The invention also refines this study with a method comprising: locating a site comprising an abnormally proliferating cell in a tissue in a mammal and contacting the site with a therapeutically effective amount of mammalian extracellular matrix. The contact at the site with the therapeutically effective amount of mammalian extracellular matrix (solid, semi-solid, or liquid extracellular matrix) results in recruiting one or more endogenous stem cells to the site. Sometime after the stem cells have been recruited and the tissue surrounding the damage has begun to remodel, detection of inhibition of the abnormally proliferating cell or cells can be observed, in the presence of the recruited stem cells.
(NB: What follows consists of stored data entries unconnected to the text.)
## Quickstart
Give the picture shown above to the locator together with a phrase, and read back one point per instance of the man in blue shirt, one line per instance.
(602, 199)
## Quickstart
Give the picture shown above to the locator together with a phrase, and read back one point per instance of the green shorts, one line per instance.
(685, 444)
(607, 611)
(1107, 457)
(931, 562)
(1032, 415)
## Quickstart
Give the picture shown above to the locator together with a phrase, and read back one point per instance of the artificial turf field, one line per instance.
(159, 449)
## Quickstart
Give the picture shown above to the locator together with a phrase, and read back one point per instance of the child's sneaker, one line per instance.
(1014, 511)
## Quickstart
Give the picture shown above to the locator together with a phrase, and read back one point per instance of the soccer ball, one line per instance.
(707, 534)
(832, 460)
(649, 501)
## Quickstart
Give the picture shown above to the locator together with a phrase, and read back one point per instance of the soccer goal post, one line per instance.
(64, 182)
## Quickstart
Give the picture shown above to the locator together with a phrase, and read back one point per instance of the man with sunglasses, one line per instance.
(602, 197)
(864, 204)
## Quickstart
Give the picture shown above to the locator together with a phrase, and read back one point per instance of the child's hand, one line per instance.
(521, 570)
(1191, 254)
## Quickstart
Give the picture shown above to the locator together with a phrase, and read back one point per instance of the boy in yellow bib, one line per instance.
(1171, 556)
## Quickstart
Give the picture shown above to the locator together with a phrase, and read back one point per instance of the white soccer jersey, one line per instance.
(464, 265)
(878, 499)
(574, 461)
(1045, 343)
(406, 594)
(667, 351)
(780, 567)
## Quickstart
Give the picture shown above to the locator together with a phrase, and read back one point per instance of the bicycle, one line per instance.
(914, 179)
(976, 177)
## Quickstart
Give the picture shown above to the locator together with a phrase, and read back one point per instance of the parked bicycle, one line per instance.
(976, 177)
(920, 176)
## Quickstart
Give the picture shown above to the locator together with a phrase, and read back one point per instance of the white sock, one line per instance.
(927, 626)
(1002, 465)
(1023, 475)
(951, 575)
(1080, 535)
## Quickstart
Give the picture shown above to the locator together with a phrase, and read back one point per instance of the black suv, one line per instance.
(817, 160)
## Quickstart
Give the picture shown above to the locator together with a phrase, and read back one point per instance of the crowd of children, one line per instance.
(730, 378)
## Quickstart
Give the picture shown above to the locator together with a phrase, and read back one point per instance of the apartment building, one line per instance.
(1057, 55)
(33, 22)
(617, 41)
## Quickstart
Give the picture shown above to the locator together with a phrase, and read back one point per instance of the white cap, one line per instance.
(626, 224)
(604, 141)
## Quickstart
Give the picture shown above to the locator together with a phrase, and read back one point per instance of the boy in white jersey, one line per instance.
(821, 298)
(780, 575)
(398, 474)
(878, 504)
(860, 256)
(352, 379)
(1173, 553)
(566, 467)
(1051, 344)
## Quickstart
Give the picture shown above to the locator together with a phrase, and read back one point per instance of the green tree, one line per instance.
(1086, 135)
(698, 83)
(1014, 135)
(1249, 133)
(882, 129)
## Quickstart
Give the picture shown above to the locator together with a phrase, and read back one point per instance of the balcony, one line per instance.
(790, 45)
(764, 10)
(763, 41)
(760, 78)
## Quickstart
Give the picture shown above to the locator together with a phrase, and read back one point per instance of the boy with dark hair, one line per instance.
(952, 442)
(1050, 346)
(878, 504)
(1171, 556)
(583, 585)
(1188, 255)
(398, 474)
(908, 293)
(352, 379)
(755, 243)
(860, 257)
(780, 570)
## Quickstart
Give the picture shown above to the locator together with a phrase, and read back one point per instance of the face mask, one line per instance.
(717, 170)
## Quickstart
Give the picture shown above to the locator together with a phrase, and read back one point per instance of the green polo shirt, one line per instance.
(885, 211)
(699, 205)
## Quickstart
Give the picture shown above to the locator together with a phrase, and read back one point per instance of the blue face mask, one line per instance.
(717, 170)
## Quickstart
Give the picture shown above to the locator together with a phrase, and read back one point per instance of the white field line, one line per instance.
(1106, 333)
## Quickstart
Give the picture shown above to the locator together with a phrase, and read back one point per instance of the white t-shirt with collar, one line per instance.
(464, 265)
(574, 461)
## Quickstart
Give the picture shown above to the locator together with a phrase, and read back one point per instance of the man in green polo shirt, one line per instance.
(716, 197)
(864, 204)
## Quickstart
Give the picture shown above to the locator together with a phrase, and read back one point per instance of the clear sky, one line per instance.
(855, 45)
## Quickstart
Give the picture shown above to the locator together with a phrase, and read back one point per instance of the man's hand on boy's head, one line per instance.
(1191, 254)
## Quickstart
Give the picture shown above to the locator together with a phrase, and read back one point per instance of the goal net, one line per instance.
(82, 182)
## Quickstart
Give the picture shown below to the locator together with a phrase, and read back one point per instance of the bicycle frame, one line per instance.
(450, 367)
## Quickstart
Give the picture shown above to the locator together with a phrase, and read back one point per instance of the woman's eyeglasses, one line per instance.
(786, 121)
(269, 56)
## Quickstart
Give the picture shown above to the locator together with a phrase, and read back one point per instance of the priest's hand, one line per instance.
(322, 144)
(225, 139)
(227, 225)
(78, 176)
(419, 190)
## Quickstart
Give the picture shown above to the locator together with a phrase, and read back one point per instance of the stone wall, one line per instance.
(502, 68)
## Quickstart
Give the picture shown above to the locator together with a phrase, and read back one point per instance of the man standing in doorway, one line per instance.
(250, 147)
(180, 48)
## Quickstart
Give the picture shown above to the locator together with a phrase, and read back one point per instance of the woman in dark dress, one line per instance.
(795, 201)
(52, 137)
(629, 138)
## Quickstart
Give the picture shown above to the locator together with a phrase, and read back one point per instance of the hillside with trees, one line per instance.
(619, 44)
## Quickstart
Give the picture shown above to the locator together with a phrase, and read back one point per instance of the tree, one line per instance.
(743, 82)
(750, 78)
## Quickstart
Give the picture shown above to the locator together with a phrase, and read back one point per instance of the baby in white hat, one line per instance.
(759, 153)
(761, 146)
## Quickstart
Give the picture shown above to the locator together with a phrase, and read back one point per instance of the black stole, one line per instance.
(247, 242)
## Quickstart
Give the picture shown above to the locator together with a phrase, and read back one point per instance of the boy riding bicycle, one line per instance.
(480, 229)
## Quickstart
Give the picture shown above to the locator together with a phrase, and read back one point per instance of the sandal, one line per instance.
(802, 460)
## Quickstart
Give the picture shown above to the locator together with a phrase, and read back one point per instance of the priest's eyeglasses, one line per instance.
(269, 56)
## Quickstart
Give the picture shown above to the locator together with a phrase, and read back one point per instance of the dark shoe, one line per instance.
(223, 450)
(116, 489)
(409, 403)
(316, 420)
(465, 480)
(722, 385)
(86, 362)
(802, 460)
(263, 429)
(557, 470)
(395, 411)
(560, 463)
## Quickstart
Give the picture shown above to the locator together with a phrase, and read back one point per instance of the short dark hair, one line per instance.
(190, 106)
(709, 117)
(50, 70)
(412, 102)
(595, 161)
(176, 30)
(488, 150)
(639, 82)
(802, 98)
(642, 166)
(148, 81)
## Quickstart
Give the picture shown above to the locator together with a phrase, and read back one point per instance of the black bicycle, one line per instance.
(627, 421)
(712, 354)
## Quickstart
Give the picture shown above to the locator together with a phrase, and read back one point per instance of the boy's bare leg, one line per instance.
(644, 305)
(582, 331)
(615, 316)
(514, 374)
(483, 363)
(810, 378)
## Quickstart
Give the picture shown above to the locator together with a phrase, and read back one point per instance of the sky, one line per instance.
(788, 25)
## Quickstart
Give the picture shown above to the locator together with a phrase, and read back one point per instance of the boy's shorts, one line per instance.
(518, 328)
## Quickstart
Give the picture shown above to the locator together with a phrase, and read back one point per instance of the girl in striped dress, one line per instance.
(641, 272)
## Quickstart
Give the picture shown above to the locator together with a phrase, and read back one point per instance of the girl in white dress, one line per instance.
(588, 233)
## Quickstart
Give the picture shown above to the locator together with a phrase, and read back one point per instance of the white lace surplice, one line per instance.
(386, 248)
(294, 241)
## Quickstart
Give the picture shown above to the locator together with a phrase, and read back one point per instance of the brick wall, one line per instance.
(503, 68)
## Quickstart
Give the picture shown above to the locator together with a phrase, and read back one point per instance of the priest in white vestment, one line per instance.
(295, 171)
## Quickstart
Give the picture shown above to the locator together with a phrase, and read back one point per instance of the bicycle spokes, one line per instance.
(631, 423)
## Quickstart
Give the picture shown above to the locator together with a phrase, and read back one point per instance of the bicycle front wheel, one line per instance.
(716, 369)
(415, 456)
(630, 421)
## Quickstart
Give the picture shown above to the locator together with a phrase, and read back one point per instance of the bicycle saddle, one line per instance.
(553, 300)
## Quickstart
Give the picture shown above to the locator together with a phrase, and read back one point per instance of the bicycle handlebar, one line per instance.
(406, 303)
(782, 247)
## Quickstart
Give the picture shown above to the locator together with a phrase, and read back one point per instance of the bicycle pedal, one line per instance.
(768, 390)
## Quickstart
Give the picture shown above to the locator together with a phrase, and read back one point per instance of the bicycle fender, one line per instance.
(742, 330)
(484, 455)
The recruited stem cells may be direct actors in the inhibition process, or they may be indirect actors by providing the proper healthy environment including molecular signaling and tissue remodeling for the inhibition to occur eliminating the abnormally proliferating cells. Either mechanism yields a positive result for the patient. Detection of the inhibition of the abnormally proliferating cells can be accomplished by standard visualization techniques (e.g. MRI, CT, PET scans) or by sampling blood marker levels that can indicate a presence or absence of a malignancy, or a reduced amount of malignancy.
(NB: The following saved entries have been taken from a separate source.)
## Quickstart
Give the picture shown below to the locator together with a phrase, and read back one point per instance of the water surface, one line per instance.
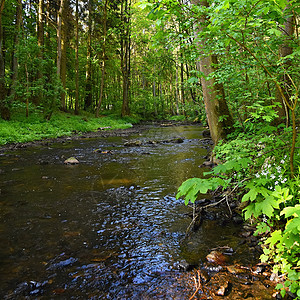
(107, 228)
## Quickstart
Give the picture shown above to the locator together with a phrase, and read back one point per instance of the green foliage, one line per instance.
(21, 129)
(193, 187)
(257, 168)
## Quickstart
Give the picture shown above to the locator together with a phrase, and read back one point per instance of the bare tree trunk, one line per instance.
(40, 37)
(182, 83)
(14, 65)
(88, 78)
(77, 62)
(177, 92)
(103, 58)
(288, 30)
(217, 112)
(125, 56)
(59, 34)
(5, 113)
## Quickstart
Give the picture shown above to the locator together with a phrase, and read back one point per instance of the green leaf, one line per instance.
(291, 211)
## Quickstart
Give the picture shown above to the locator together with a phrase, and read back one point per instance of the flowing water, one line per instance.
(107, 228)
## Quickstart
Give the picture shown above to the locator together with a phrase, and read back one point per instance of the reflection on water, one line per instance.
(108, 228)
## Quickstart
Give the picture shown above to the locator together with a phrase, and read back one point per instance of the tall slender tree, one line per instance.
(88, 81)
(125, 54)
(103, 58)
(77, 61)
(5, 113)
(218, 117)
(14, 65)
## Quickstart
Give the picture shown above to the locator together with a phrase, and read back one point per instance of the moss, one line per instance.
(21, 129)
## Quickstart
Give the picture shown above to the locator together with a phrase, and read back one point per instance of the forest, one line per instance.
(232, 65)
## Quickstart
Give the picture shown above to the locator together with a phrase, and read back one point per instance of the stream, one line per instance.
(109, 227)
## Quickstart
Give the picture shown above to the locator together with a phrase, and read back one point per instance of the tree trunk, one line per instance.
(125, 56)
(88, 78)
(62, 49)
(77, 62)
(5, 113)
(217, 112)
(14, 65)
(40, 37)
(285, 50)
(40, 26)
(103, 58)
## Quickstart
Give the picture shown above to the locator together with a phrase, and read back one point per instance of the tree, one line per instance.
(217, 112)
(125, 55)
(88, 81)
(77, 60)
(103, 58)
(5, 113)
(14, 65)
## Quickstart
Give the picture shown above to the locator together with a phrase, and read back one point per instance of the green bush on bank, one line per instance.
(21, 129)
(255, 170)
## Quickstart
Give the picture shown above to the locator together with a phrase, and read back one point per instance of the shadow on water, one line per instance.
(107, 228)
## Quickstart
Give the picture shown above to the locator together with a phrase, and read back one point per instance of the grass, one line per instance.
(21, 129)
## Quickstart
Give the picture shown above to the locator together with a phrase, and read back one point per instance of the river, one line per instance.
(109, 227)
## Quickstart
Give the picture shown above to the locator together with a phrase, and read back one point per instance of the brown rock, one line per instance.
(71, 161)
(216, 257)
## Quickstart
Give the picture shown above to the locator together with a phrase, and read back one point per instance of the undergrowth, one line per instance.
(21, 129)
(255, 170)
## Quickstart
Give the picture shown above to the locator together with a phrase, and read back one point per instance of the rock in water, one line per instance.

Similarly, a method of directing differentiation of a poorly differentiated epithelial cell is accomplished by locating a poorly differentiated epithelial cell in epithelial tissue in a mammal, contacting the poorly differentiated epithelial cell with a composition comprising mammalian extracellular matrix, recruiting an endogenous stem cell to the epithelial tissue in the mammal, and observing differentiation of the poorly differentiated cell in the epithelial tissue. As discussed earlier, one of the hallmarks of malignancy is the loss of differentiation of the malignant cell that becomes more and more serious as the cell moves from pre-malignant to fully malignant, losing almost all resemblance it once had to a normal healthy cell. In the presence of recruited stem cells at a site, poorly differentiated cells will become gradually better differentiated as they respond to the local signals generated from the recruited stem cells. New tissue remodels and the once poorly differentiated cells become closer and closer to normal clearly differentiated cells in appearance.
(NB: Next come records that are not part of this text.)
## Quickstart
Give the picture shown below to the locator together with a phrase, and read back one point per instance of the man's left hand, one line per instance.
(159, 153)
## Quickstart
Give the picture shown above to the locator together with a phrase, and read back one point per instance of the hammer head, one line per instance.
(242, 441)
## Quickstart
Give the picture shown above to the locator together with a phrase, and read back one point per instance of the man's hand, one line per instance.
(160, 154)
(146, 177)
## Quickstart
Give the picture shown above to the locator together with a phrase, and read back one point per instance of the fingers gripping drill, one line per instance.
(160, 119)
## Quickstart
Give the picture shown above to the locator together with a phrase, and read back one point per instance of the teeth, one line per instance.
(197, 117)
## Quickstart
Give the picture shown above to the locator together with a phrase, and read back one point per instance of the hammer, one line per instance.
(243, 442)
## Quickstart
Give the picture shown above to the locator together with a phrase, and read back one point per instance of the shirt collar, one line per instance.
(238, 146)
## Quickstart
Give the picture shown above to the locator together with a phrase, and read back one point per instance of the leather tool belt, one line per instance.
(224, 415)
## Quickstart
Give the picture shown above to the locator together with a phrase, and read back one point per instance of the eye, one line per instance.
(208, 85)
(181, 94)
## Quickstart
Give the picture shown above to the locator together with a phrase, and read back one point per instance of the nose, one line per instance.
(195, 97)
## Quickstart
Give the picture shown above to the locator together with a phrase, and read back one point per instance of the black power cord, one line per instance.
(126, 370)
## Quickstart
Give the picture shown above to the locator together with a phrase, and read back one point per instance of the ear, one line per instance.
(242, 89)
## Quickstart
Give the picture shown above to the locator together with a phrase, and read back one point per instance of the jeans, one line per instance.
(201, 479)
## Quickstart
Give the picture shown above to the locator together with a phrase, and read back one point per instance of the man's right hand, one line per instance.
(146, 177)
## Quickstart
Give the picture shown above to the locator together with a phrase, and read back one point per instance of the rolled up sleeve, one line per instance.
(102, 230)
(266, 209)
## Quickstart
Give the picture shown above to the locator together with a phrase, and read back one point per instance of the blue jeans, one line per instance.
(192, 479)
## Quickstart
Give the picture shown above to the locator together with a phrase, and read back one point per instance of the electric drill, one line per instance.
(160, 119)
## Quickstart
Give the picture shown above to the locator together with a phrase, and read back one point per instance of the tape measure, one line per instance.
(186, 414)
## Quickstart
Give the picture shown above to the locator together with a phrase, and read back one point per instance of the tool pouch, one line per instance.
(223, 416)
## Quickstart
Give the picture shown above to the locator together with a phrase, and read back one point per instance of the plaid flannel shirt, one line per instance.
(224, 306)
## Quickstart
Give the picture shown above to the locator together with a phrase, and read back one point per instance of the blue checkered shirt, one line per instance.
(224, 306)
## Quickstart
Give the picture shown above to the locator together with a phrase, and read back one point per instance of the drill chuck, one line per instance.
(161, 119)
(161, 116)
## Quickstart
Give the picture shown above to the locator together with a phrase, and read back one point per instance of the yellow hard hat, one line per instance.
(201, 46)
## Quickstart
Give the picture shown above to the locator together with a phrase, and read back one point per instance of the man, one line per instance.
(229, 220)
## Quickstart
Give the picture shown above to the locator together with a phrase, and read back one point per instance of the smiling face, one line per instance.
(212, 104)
The concentration of the liquid or semi-solid extracellular matrix used in any of these methods is greater than about 0.001 mg/ml. Optimally, the concentration is that concentration that minimally will regenerate missing tissue, heal damaged tissue, inhibit abnormal cell proliferation, and prevent tumor recurrence. This concentration is expected to be at least 10 mg/ml, and as much as 40 mg/ml, or greater. The larger the concentration of matrix, the more effective the healing of the tissue at the site, and so at concentrations greater than 40 mg/ml the composition are expected to be optimally therapeutically effective at healing the site, and inhibiting proliferation of abnormally proliferating cells, and inhibiting the reforming of tumor cells at a site of tumor resection. Furthermore, the exogenous extracellular matrix at the site heals the damaged tissue with reduced or absent scar formation. Solid forms of extracellular matrix can be used, including particulate and sheets as well as any other solid form. The particulate can be dusted in a region, the sheet can be affixed to tissue to heal, for example skin tissue in the case of skin cancer, or the outer layer of an internal organ.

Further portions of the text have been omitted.